I was just wondering if any of you sharers have had a recipient change their mind before or during treatment? 
This issue has been brought up at the clinic & it's a possibility that I had never considered.  Now it's just added to my worry list along with all the other little niggles like the possibility of lack of response and early ovulation. As a first time sharer, I feel very pressured to 'perform' well especially now it's not just for me & DH but someone else is counting on me to help fulfil their dream!!!! Really don't want to disappoint my recipient but what are the chances of them disappointing me?

Thanks in advance! 

Scary


----------



## veng (Mar 10, 2008)

ive not done IVF before this aug will be my first tho my consultant said that the recipient would of been on the waiting list for atlest 2 years and if for some reason they stoped due to drugs or something then i would have to wait. inless i had gone past baseline then i would get all the eggs with no extra cost and ivf would go ahead,try not to worry too much


----------



## nades (Aug 18, 2007)

Hi

I have just done a egg share cycle and asked the same question and was told if she canceled after stimming started i would just have my treatment as planned and keep all the eggs at no extra cost,
if she canceled before that i could pay for my treatment and carry on 

Nades x


----------



## AirmansWife (Apr 30, 2006)

For heaven's sake Scary I really didn't contemplate that one.  I've done egg share twice and currently down regulating for #3.  I might be wrong, but I think the bigger threat on backing out is the donor not the recipient.  They have put a lot of thought into it; possibly years of thought.  Donors may have just considered it a few months before they donate.  From thought to donation was six months for me, but my recipient had been on the list for over two years.


----------



## lou1736 (Mar 23, 2005)

Hi,

Well my partner and I were all ready to start our first IVF/egg share cycle and on friday the clinic phoned to tell me the recipient wants to put it off and wait for a few weeks before starting as she has 'meetings' to attend!!!! Well I'm sorry but we have to re organise our own work life around this as well and I was astounded at this! I phoned the clinic back and told them no, we don't want to wait a few weeks! I initially felt a bit bad for her but I cannot believe if having a baby is that important like it is for us and you've waited so long to find a donor you wouldn't jump at the chance asap!? It sounds very odd to me. Surely a few meetings can be rescheduled and this should be more important? Anyway the clinic said that's fine and she'll just miss out and I'll be immediately matched up with someone else! As I said I did feel a bit sad for her but it made me wonder and I'm thinking maybe it's fate that she wasn't supposed to get my eggs anyway? I get the feeling this is just the start of many potential hiccups though....! 

Lou x


----------



## Scary987 (Oct 5, 2007)

Thank you for your replies ladies, AirmansWife, I totally understand what you're saying but it has suprised me how common this actually is. A friend of mine up North has just had her recipient change her mind due to 'work commitments ' and she was due to start down reg on Monday. Obviously some people aren't as committed as the majority of us who can't wait to get started.  Lou - that's a good view to take that maybe that wasn't the right recipient for you but I'm sure you won't have many more hiccups!

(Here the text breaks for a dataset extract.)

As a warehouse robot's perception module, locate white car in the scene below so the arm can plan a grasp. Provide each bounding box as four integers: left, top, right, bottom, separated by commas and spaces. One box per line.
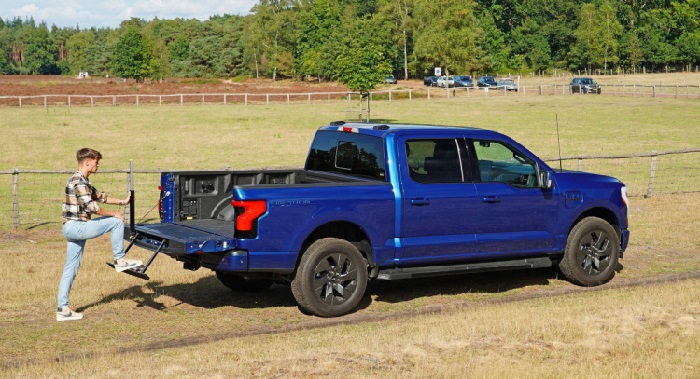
438, 75, 455, 88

Best wishes & positive thoughts to you all! 

Scary xx


----------



## shon1982 (Jan 3, 2008)

Funny you should mention it, I am going through exactly that at the moment. I am now begining to wander about the type of woman that I am giving my eggs to. 

This is now the second month that she has delayed treatment, and to be honest I am about to explode. What's more, all the stress of it seems to have brought AF on 2 weeks early. Not sure but I have really bad AF pains and I feel at my whit's end. 

As you will see from my signature I was diagnosed with the CF gene, so we were lucky that the recipient wanted to go ahead. However, after the clinic demanding money in time for this months treatment (which we had to make an arrangement with our motgage company to not pay last month), we paid up and we were given "Confirmed dates on Friday. They are now sitting on our money earning interest of three months, by the time we actually have our treatment.

On Tuesday, low and behold, the clinic ring to inform me that she can't make it to the UK for this cycle and we now won't start down regging till next month. 

I am funing, we have booked time off work, cancelled all commitments and were geared up ready to go. 

I was reminded by the clinic that due to my CF gene, I will prob have to wait quite a while to be matched again, so it is not worth pulling out. 

We are lead to believe that the recipients may have been waiting for some years for a donor, and I really feel for them, however, this woman just thinks that my eggs are on tap waiting for her and I really do think tht it is extremly inconsiderate to delay for a second month running, and of course I am concerned that she may be having second thoughts.

As if the stress of it all isn't enough. 

I am affraid that delaying and cancelling treatment is a very real fear, however, I do think that I am just an unlucky one and I am sure that you will be fine. The thought of this not working and having to go through all of this again just turns my stomach.

xxx


----------



## lou1736 (Mar 23, 2005)

Hey Shon...... have PM'd you! 

Lou xx


----------